Changing a person’s lifestyle to lower the risk of hyperkalemia can be difficult because diets that are low in potassium are “hard to follow,” he said. Additionally diets that are low in potassium are often “lacking in other important food contents.”

Patients who are prone to hyperkalemia include people who are dehydrated, have kidney disease and missed a dialysis treatment, or are taking medications that can, as a side effect, boost the amount of potassium.

Generally, people don’t suddenly develop a high risk for hyperkalemia without any past medical history that suggests they are susceptible to it. During annual physicals, doctors customarily test for the level of potassium in the blood.

In terms of the total emergency room population, about 1 percent have higher potassium. During the years of the study, 308 patients had elevated potassium levels that remained high, while 576 had potassium levels that were high, but that were stabilized through treatment.

Higher potassium levels don’t necessarily require immediate treatment, in part because of a person who vomited several times might be getting fluids that restore the potassium balance

As director of research, Singer balances between his clinical responsibilities and his interest in conducting scientific research. When he sees an issue in the clinic, he can go back to the lab and then translate his research into clinical practice.

Viccellio said Singer is “internationally renowned” as a researcher and that he was a “superstar from day one.” 

Singer’s primary interests are in acute wound care and burns. He has recently been studying a new, minimally invasive, nonsurgical technique to remove dead tissue after burns that involves an enzymatic agent and has been involved in several promising clinical trials of this technique.
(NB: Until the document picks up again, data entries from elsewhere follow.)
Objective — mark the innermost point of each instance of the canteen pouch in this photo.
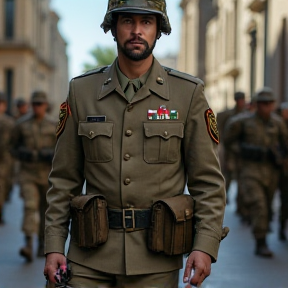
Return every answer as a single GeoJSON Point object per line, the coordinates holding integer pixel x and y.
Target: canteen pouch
{"type": "Point", "coordinates": [171, 228]}
{"type": "Point", "coordinates": [89, 215]}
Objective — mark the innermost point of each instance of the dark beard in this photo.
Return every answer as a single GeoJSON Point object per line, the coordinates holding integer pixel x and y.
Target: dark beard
{"type": "Point", "coordinates": [130, 54]}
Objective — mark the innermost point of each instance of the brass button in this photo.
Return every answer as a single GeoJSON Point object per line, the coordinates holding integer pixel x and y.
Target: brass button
{"type": "Point", "coordinates": [187, 212]}
{"type": "Point", "coordinates": [127, 181]}
{"type": "Point", "coordinates": [129, 107]}
{"type": "Point", "coordinates": [128, 133]}
{"type": "Point", "coordinates": [127, 157]}
{"type": "Point", "coordinates": [160, 80]}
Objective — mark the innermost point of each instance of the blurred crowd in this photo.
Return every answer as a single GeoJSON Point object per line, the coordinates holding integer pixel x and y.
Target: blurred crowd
{"type": "Point", "coordinates": [254, 153]}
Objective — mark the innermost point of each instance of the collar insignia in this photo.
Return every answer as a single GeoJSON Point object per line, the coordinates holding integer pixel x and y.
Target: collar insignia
{"type": "Point", "coordinates": [162, 113]}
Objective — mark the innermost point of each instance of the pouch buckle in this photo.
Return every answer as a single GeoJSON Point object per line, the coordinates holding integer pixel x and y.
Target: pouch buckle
{"type": "Point", "coordinates": [128, 219]}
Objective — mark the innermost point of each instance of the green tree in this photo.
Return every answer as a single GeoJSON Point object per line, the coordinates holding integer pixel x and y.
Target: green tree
{"type": "Point", "coordinates": [102, 56]}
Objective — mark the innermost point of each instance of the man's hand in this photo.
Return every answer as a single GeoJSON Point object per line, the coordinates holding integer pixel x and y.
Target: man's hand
{"type": "Point", "coordinates": [53, 262]}
{"type": "Point", "coordinates": [200, 262]}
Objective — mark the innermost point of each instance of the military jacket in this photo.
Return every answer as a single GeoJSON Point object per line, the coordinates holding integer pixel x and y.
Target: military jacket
{"type": "Point", "coordinates": [33, 143]}
{"type": "Point", "coordinates": [249, 131]}
{"type": "Point", "coordinates": [134, 157]}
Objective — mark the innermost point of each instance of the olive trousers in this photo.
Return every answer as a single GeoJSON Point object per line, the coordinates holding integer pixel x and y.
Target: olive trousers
{"type": "Point", "coordinates": [83, 277]}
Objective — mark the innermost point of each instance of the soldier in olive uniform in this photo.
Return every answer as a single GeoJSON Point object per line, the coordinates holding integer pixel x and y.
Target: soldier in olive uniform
{"type": "Point", "coordinates": [22, 107]}
{"type": "Point", "coordinates": [33, 144]}
{"type": "Point", "coordinates": [259, 139]}
{"type": "Point", "coordinates": [283, 183]}
{"type": "Point", "coordinates": [6, 162]}
{"type": "Point", "coordinates": [136, 132]}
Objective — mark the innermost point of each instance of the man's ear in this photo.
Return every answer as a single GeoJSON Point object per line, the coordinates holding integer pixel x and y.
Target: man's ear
{"type": "Point", "coordinates": [159, 34]}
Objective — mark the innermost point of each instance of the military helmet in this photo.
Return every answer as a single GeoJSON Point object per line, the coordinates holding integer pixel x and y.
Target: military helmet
{"type": "Point", "coordinates": [265, 95]}
{"type": "Point", "coordinates": [39, 97]}
{"type": "Point", "coordinates": [239, 95]}
{"type": "Point", "coordinates": [137, 7]}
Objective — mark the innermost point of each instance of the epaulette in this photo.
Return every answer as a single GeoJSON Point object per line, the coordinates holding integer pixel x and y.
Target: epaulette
{"type": "Point", "coordinates": [24, 118]}
{"type": "Point", "coordinates": [183, 75]}
{"type": "Point", "coordinates": [94, 71]}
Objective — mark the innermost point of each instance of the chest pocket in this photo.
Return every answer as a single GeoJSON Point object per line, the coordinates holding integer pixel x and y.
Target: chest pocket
{"type": "Point", "coordinates": [162, 142]}
{"type": "Point", "coordinates": [97, 141]}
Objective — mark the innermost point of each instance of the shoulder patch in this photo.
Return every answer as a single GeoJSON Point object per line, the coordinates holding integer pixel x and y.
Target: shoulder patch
{"type": "Point", "coordinates": [94, 71]}
{"type": "Point", "coordinates": [212, 125]}
{"type": "Point", "coordinates": [183, 75]}
{"type": "Point", "coordinates": [63, 115]}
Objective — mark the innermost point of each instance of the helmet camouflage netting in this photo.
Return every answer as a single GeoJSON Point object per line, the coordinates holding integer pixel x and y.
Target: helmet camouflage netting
{"type": "Point", "coordinates": [137, 6]}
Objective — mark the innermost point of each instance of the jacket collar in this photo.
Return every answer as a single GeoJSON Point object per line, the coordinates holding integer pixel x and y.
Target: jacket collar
{"type": "Point", "coordinates": [157, 83]}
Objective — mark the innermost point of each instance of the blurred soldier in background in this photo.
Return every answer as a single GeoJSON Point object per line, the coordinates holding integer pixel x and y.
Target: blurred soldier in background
{"type": "Point", "coordinates": [33, 142]}
{"type": "Point", "coordinates": [227, 159]}
{"type": "Point", "coordinates": [259, 138]}
{"type": "Point", "coordinates": [283, 183]}
{"type": "Point", "coordinates": [22, 107]}
{"type": "Point", "coordinates": [6, 163]}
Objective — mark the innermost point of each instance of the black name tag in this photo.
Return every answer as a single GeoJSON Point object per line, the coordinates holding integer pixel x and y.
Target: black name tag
{"type": "Point", "coordinates": [99, 118]}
Viccellio said Singer has done “fantastic work” on cosmetic repair of facial lacerations. Viccellio also suggested that Singer was “like the Bill Belichick” of research, helping numerous other people who went on to become research directors at other institutions.

A resident of Setauket for the last quarter of a century, Singer and his wife, Ayellet, have three children. Following in his father’s footsteps, his son Daniel is finishing his residency in emergency medicine at Stony Brook. 

While Singer was born in Philadelphia and lived in Israel for part of his life, including during medical school, he has roots on Long Island. His grandparents originally lived in Ronkonkoma. Singer Lane in Smithtown, which was named after his realtor grandfather Seymour Singer, includes the one-room schoolhouse where Walt Whitman was a schoolmaster. 

As for his work on hyperkalemia, Singer is pleased with the way he and his colleagues at Stony Brook have contributed to an awareness of the dangers of this condition. “We are identifying these patients and treating them,” he said.